Former US Secretary of State Henry Kissinger has told Sky News he sees no path to negotiation with the Islamic State (IS).
"I think it has to be defeated. During the Second World War, nobody said, 'What is the solution for dealing with Hitler?'
"This is an organisation which has engaged in mass murder on television in the killing of prisoners.
"But there are many other groups in the region with which we should negotiate."
Dr Kissinger, 92, is viewed by many as the wise man of US politics having spent six decades immersed in foreign policy serving Presidents Richard Nixon and Gerald Ford.
He declined to reveal who he'd like to see as the 45th US president.
With a strong public wave of anger towards politicians, anti-establishment figures such as Donald Trump have been surging in the polls.
It is possible that someone with no political background could end up in the White House.
Dr Kissinger says that would present challenges.
"It's a totally unprecedented move to have somebody without any experience in government or any previous participation in the political dialogue.
"(Trump) appears on the scene and obviously evokes an enormous response.
"That is something that I'm sure all our political figures are reflecting on very seriously now.
"It's not what anybody expected. It's not the way normally you would bring about a political change.

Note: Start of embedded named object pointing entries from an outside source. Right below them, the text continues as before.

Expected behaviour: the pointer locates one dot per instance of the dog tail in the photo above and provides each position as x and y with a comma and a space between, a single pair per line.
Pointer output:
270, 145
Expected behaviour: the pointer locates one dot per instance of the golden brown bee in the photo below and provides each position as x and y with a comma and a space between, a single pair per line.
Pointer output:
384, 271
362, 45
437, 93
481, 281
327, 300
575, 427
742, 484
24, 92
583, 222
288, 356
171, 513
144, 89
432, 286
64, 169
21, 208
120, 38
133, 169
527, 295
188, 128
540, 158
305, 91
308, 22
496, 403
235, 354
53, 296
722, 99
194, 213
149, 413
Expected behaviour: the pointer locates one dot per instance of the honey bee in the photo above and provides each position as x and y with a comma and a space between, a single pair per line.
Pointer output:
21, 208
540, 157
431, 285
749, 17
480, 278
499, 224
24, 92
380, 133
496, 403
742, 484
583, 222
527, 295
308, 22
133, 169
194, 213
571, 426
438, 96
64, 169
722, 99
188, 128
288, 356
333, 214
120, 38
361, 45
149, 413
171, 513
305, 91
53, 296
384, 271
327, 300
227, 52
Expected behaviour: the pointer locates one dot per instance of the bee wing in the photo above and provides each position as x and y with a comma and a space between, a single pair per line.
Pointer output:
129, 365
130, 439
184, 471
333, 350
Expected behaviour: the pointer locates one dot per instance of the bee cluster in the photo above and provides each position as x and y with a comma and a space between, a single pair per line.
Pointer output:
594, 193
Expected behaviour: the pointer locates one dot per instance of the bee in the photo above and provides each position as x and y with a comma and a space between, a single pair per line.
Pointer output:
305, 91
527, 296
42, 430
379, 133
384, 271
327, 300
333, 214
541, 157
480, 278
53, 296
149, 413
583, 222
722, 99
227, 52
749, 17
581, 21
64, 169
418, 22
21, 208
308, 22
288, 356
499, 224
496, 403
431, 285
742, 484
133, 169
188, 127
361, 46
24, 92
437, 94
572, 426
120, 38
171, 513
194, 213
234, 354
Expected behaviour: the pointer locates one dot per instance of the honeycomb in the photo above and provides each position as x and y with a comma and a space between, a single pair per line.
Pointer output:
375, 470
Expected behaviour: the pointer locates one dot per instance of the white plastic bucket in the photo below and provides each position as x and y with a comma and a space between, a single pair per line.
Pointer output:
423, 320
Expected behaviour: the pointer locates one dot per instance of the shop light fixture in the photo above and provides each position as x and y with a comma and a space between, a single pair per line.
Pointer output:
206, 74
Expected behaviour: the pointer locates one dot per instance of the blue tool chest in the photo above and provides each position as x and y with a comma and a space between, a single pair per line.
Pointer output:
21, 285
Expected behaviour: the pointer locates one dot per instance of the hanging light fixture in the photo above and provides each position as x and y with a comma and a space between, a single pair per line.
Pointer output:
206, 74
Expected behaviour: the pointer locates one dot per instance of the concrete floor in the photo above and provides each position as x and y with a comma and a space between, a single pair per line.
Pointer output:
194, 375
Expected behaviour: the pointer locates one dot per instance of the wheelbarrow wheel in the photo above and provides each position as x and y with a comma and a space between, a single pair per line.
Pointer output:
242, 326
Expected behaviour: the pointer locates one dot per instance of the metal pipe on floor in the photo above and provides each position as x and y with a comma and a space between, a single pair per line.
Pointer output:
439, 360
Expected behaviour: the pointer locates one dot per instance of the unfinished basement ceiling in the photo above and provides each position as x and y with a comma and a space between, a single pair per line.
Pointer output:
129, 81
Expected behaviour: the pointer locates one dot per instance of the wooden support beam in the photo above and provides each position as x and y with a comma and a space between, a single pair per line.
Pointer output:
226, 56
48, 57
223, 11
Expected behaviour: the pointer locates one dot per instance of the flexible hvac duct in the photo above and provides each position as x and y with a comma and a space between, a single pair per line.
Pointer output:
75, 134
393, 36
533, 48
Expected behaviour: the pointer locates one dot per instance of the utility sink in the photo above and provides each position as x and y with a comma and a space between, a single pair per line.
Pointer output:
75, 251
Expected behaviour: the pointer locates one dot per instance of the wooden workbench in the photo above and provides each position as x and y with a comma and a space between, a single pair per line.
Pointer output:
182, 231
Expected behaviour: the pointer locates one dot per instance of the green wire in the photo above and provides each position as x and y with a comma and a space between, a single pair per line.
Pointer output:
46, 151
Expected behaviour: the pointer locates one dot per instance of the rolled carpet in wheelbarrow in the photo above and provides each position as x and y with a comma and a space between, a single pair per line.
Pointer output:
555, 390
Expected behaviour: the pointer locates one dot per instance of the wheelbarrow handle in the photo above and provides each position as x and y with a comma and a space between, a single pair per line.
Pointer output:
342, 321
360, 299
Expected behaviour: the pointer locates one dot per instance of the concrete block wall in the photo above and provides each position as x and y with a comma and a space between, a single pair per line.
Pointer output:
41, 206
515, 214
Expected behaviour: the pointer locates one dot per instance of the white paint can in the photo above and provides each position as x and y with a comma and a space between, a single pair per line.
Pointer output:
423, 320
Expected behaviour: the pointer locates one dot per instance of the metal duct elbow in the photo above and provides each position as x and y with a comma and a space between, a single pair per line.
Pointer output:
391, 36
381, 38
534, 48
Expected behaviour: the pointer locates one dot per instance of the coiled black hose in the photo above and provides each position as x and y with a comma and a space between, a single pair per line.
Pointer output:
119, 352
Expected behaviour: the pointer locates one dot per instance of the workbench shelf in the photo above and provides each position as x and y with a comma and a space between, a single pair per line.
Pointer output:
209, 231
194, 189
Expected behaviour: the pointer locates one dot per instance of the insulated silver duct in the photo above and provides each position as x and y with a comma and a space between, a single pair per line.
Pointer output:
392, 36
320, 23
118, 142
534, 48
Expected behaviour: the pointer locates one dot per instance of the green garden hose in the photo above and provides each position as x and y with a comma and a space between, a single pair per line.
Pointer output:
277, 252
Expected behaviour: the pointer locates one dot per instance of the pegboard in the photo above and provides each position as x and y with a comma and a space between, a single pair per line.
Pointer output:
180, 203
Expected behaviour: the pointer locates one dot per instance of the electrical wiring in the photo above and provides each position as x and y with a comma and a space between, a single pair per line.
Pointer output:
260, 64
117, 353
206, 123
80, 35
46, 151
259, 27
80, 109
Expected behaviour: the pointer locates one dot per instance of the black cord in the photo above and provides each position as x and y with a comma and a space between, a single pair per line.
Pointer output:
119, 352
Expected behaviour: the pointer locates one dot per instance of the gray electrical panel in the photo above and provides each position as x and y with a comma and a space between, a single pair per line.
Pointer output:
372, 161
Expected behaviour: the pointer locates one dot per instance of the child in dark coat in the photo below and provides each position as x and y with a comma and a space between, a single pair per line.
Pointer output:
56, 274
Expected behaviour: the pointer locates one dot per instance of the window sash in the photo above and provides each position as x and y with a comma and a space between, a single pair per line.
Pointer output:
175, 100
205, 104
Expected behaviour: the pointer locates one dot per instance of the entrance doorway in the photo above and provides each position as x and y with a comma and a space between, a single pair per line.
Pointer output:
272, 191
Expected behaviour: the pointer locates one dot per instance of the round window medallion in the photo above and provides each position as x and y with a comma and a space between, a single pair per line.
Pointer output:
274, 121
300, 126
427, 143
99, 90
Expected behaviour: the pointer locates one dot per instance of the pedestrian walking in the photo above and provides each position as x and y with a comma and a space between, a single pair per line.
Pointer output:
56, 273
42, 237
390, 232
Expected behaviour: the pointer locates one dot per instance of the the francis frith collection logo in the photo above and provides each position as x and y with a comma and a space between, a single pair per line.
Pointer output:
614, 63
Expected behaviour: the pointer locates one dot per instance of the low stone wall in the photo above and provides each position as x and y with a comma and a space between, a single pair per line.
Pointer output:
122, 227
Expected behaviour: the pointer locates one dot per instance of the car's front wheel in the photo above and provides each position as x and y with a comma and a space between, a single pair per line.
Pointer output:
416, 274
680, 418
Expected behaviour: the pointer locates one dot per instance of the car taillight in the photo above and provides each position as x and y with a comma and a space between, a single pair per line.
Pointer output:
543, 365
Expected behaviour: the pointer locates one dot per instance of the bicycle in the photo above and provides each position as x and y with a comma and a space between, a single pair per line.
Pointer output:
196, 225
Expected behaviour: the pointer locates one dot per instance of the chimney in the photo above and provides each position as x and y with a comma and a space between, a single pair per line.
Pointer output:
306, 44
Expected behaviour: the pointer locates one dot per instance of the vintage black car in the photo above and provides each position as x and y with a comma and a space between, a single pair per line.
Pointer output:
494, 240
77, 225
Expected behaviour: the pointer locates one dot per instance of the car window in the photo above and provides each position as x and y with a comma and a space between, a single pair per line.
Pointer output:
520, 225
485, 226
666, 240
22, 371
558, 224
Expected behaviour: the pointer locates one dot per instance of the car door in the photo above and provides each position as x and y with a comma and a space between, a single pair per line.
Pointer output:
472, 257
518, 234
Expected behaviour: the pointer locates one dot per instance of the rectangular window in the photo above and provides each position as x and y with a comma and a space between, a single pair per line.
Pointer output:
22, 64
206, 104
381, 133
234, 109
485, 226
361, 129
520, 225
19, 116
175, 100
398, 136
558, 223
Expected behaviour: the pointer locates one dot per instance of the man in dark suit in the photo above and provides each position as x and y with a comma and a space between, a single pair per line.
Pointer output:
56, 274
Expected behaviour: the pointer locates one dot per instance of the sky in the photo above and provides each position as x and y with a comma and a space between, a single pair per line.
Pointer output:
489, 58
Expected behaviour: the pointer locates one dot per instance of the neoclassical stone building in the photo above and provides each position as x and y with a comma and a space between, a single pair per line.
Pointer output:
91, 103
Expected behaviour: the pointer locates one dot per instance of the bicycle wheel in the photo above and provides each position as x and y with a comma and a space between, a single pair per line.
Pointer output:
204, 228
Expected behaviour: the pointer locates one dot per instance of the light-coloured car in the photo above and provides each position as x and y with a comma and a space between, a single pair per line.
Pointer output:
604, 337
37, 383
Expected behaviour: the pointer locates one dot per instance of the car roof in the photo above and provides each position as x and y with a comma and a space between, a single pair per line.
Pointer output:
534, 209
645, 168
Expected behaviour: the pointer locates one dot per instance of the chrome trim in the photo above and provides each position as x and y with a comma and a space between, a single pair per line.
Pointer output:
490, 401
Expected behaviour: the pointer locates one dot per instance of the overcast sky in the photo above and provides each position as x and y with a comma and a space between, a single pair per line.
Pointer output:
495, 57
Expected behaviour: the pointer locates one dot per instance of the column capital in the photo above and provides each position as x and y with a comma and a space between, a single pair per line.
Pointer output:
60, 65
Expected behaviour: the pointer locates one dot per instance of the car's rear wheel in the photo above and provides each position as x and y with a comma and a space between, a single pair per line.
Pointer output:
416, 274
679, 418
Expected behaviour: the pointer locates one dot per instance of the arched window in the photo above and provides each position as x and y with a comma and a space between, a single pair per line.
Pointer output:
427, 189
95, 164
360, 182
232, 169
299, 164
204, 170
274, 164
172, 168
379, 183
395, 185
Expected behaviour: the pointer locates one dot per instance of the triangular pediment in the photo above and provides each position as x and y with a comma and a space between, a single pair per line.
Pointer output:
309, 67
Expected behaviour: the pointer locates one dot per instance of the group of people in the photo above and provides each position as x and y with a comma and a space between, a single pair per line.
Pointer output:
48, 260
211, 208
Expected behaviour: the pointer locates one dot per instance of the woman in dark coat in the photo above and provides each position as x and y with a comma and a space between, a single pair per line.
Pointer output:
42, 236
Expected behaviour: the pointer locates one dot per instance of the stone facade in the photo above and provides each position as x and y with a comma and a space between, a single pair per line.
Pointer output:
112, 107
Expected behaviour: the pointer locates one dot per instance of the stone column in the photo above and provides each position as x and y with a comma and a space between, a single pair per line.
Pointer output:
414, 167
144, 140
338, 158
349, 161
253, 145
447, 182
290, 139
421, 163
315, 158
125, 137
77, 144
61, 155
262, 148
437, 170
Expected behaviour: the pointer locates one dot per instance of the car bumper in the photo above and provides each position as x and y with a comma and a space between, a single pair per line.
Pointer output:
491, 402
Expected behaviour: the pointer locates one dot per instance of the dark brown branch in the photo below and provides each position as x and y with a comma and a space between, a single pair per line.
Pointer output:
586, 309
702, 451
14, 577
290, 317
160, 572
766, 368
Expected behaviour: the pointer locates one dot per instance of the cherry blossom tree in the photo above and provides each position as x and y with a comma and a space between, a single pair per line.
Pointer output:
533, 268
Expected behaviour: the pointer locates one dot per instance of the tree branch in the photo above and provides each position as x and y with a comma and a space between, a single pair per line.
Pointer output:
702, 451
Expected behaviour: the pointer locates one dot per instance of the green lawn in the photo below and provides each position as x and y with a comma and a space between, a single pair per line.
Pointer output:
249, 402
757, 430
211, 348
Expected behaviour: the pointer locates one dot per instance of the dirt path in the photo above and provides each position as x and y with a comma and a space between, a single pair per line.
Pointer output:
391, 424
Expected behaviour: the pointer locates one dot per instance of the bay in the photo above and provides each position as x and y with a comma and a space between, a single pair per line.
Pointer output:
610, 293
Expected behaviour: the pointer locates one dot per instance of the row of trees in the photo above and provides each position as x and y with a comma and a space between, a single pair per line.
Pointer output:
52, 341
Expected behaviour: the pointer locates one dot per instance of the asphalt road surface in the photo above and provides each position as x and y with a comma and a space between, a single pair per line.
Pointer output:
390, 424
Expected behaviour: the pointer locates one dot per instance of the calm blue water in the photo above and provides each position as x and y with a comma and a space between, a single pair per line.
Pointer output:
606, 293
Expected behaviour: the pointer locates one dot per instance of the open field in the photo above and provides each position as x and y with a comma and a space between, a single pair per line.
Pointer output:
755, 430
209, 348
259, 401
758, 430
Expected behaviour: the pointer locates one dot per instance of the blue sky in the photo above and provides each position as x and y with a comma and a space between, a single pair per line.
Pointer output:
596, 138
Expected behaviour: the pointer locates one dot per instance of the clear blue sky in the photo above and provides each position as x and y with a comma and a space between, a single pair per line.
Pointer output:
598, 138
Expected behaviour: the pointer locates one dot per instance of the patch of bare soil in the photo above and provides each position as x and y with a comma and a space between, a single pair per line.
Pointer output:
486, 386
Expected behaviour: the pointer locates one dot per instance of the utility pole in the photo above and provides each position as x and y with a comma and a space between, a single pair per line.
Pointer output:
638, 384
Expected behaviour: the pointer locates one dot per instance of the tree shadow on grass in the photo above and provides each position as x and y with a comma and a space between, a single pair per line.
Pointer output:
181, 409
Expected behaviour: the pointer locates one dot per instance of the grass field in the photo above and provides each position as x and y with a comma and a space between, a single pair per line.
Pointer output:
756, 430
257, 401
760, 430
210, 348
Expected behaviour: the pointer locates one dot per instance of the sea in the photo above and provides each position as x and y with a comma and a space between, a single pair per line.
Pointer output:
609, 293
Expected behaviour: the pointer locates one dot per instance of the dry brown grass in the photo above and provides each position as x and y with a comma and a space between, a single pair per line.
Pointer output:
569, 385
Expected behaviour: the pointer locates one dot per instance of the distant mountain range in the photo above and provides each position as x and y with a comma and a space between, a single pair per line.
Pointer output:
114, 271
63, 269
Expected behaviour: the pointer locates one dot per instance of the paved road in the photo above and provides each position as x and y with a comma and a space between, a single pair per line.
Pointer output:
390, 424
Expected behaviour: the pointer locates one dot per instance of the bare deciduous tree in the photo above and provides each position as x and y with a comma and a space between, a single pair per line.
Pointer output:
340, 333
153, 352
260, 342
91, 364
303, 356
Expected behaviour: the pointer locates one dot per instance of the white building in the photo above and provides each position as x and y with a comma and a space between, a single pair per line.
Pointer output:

"His personality is evoking something that most people didn't know was there - at this magnitude."
But the elder statesman said he did not think Trump would win the Republican nomination.
After President Obama's 2009 landmark speech in Cairo reaching out to the Islamic world, Dr Kissinger likened the then-new leader to a chess player.
He said he had "no quarrel" with that speech being his first move.
But does he think Obama has played a good game since?
"To the extent that the United States is a world leader, I have no quarrel - indeed I support the attempt - to define a moral basis for that claim.
"But the dilemma of any policy maker is that moral values aren't absolute. Political action is contingent.
"So I think I have disagreed with Obama on his reluctance to state a strategic position for the United States and as a result he has created the impression of an American withdrawal even while we still had forces there."
In 1972, Dr Kissinger stunned the world by paving the way for Nixon to meet his Chinese counterpart Mao.
At the time that seemed unthinkable.
It earned him a reputation a big diplomacy advocate.
But on two major current issues - North Korea and the Islamic State - Dr Kissinger told us he does not think there is a diplomatic solution - a strong sign perhaps of just how much the world has changed.